Roadside monitors recorded 1,372 hours when the pollution index exceeded 100 in the first three months, compared with 580 hours for the same period in 2012, data compiled by the city’s environmental department show. There were 180 more hours of bright sunshine, a 78 percent gain from a year ago, according to Hong Kong Observatory’s data.
“The weather explanation sounds logical, especially given windless days,” said Kwong Sum-yin, chief executive officer of Clean Air Network, a non-profit advocacy group. “Having said that, the problem in Hong Kong is if you can see the pollution from the roadside, it’s coming from the tailpipes of old dirty vehicles. This problem hasn’t been tackled yet.”
Emissions from Chinese factories across the border and old vehicles in the former British colony have choked residents this year as slower air flow trapped pollutants. Hong Kong Chief Executive Leung Chun-ying is offering HK$10 billion ($1.3 billion) in subsidies to replace old diesel vehicles after a government audit last year showed that the city’s air quality has worsened since 2007.
“The weather in the first three months of 2013 was drier and with a lot more sunshine, which was more conducive to photochemical smog formation,” the Environmental Protection Department said in an e-mail response to queries.
The roadside monitors were measuring air quality at Central, Mong Kok and Causeway Bay. The index has a range from 0 to 500, with readings above 100 classified as very high pollution. The government’s failure to retire aging buses and trucks is a key cause of pollution that results in more than 3,000 premature deaths a year, according to think tank Civic Exchange.
“Our approach to traffic management and pollution control presumed that most of the time the winds will blow,” said Bill Barron, associate professor at the environment division of Hong Kong University of Science and Technology. “When the winds stop, that’s just a reminder of how much we’ve come to rely on the cleansing effect of the winds.”
The average wind speed fell 13 percent in the first three months from the same period a year earlier, data from the Hong Kong Observatory show.

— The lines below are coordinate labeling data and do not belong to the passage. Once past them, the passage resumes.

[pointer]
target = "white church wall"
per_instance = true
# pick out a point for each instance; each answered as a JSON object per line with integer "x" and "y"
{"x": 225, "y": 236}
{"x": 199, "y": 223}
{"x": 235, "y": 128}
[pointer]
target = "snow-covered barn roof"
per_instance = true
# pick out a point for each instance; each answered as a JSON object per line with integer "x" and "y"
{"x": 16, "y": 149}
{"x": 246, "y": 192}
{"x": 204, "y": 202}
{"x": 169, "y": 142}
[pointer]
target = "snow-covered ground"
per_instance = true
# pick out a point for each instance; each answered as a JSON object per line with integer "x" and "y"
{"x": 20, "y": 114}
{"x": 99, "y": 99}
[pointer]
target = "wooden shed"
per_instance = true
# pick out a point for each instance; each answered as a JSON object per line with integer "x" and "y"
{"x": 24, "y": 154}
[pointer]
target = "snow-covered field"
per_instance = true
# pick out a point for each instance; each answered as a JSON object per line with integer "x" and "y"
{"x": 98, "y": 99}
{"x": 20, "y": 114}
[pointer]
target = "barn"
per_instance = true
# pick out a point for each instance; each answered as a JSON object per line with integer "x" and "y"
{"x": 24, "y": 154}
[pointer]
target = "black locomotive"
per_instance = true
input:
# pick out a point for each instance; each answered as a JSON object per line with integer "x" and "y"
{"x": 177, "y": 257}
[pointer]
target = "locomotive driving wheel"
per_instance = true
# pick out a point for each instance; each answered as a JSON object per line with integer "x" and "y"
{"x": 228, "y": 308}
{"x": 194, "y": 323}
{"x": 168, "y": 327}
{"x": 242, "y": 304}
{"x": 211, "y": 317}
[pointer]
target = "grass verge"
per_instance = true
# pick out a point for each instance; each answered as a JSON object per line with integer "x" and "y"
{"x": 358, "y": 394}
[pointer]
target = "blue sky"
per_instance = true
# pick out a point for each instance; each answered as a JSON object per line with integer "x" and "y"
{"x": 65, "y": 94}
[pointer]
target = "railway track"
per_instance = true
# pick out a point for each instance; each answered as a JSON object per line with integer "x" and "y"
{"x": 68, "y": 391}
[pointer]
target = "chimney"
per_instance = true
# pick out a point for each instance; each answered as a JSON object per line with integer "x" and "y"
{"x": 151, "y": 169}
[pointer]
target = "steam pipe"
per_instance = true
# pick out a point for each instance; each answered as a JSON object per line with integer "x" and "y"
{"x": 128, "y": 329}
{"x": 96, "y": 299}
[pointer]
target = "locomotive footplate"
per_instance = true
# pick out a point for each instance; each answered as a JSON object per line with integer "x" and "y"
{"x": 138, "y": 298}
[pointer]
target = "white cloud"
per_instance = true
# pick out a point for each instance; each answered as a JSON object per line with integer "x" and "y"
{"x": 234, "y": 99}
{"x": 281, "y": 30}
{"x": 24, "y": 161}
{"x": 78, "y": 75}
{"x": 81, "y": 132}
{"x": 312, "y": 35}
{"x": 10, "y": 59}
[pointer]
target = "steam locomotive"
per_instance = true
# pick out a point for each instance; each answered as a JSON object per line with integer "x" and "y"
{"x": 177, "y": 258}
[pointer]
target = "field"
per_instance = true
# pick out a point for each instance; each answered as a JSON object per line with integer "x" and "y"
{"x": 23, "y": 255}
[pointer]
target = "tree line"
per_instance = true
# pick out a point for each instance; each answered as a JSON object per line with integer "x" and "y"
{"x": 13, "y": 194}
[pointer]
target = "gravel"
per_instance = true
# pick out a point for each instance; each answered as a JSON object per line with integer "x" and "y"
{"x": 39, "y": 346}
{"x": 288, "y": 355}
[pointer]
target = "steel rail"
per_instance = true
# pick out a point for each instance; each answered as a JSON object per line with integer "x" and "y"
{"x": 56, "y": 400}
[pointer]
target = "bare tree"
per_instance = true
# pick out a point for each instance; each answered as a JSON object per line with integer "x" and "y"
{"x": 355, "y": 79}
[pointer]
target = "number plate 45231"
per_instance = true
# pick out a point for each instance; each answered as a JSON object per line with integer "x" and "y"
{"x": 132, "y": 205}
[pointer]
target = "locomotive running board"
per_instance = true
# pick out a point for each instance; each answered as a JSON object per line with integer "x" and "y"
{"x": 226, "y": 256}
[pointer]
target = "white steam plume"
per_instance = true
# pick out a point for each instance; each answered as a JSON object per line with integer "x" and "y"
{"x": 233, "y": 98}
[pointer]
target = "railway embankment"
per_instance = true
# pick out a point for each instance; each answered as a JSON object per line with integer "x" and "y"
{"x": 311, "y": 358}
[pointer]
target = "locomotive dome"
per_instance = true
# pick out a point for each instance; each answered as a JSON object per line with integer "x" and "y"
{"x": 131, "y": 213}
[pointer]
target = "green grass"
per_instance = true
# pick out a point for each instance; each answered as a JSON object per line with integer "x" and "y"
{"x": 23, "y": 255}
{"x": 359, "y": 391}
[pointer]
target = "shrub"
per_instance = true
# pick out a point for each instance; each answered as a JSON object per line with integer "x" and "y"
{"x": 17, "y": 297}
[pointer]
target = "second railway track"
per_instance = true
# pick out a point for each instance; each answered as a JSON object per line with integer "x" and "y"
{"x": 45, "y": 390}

The rising number of vehicles plying the streets haven’t helped. Licensed vehicles climbed by 4.1 percent as of January this year, compared with a year ago, the latest data from the Transport Department show.
Leung’s plan to replace aging vehicles is a “good sign,” said Kwong. “But it is still under negotiation and we’re still waiting. I would urge the government not to go on with the industry for so long because the people in Hong Kong have already sacrificed their health for long enough.”
Hong Kong is also working with the government in Guangdong province, which borders the city, to reduce emissions so as to cut the regional ozone level, the environmental protection department said in its statement.
The Chinese city will raise its standard for measuring air quality for the first time since 1987, using World Health Organization measures as a reference, it said last month.